You depend on your teeth every day, but what do you really know about them? Here at Overmeyer Family Dental in Orlando, FL, we believe knowledge of how your teeth are made and how they work will give you a greater understanding of the importance oral health. That is why we want to use this blog to give you an overview of the anatomy of your teeth.
What Are the Parts of the Tooth?
Crown and Root – Your tooth can divided into two parts, the crown and the root. The part of the tooth you see above the gumline is the crown, which is responsible for biting and chewing, as well as smiling and helping out with speech.
The root, which makes up two-thirds of the tooth, hold the tooth securely in place. It is planted firmly into your gums and jawbone, and unless you experience a dental injury or some serious gum disease, you will never see the root of your tooth.
Enamel – You may surprised to learn that the enamel covering your teeth is the hardest substance in your body, harder even than bone. This makes sense if you think about the near constant use and abuse your teeth endure. With all the chewing and grinding your teeth are required to do day in and day out, it is no wonder your enamel has to be so hard.
But as hard as your enamel is, it is still vulnerable to decay, especially from the acid created when dental caries feeds on food sugar in your mouth. When your enamel is compromised your whole tooth becomes exposed to the dangers of decay.
Dentin – Under your enamel, you have a layer of porous material known as dentin. Although it is not as hard as enamel, it is still harder than bone. This gives your tooth another strong layer of protection before you get to the sensitive center. Dentin is filled with holes and canals, though, so if liquid or air get past your enamel, you could experience some pain and sensitivity.
Pulp – At the center of your tooth lies the fleshy pulp, which contains several tiny blood vessels and nerve endings. If tooth decay gets past the two protective layers, it cause cause some serious damage in the pulp. In fact, if the tooth decay progresses to that extent, a root canal may be your only chance to save the tooth, if there is anything left to save.

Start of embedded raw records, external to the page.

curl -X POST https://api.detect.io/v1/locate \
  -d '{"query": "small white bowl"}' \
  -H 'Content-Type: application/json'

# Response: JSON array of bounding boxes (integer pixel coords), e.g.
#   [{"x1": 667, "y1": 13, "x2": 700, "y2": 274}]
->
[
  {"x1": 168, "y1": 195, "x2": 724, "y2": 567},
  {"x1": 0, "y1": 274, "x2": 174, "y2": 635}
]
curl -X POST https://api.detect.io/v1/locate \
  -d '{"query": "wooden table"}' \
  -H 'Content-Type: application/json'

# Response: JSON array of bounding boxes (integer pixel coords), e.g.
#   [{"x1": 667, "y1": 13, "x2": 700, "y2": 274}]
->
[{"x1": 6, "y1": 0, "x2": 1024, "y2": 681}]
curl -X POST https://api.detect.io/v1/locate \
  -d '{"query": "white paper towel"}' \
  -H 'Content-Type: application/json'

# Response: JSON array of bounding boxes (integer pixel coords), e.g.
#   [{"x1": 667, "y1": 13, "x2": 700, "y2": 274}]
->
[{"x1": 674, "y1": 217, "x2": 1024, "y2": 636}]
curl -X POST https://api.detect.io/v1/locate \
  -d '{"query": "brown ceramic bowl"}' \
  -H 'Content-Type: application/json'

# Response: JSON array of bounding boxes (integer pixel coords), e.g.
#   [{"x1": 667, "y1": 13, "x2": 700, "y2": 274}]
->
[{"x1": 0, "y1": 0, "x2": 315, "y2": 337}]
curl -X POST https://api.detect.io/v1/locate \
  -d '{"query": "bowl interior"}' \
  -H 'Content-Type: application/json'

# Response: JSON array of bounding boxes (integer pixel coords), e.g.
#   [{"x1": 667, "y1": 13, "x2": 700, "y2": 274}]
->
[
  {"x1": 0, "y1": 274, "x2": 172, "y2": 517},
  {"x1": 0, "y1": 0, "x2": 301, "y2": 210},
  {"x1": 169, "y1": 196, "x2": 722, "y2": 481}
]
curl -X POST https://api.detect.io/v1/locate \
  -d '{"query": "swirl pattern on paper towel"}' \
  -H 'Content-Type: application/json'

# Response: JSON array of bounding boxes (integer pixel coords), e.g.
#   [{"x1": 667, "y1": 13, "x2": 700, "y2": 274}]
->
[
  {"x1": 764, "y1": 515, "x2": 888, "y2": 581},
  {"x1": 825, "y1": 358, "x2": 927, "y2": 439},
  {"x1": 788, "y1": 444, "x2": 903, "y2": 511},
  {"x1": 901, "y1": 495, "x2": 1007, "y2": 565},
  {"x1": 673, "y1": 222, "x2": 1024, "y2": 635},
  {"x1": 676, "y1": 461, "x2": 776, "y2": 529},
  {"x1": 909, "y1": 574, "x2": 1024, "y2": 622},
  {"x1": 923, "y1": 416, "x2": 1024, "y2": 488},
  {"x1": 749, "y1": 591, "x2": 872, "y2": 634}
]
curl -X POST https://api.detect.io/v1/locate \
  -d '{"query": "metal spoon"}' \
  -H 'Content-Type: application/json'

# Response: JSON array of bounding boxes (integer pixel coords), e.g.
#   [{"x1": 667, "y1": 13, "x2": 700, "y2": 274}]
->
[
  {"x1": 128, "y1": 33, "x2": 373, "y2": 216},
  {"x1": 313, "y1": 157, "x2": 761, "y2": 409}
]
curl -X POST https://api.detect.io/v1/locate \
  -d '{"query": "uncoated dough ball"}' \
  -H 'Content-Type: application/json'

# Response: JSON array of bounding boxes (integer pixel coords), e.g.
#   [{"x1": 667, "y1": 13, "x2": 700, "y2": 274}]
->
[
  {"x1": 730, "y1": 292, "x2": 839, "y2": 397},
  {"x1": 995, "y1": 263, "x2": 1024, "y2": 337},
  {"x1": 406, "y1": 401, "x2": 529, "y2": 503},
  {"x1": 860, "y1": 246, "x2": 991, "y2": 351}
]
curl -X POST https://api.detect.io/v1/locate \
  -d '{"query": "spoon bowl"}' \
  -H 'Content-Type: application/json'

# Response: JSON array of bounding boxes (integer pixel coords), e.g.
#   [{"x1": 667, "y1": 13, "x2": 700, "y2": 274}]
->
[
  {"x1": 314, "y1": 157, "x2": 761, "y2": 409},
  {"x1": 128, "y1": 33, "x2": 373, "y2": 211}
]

Cementum – Since your root is not exposed to the dangers of the outside world, it is not covered in enamel or dentin. Instead, it is covered in cementum, a thin yellow material similar to bone. The cementum, in turn, is covered with a membrane of gum tissue that helps anchor your root to your gums and jaw.
What Are the Types of Teeth and What Do They Do?
Incisor – Your eight front teeth, top and bottom, are flat and wide and very prominent when you smile. Your incisors are used to cut food when you bite, as well as aid in speech.
Cuspid/Canine – These are the fang-like teeth that flank your incisors. They hold food in place as you bite and tear. Cuspids are also essential for a full and beautiful smile, although they are less important for speech.
Bicuspid/Premolar – Moving towards the back of your mouth, your bicuspids are named for their two points, or cusps. These teeth, which smash and grind food as you chew, are somewhat visible when you smile, especially in a wide grin.
Molar – Your back teeth are also used for smashing and grinding food. Although they are seldom visible when you smile, they still affect your appearance. Without your molars, your jawbone will lose density, which will change the shape of your face, often aging you prematurely.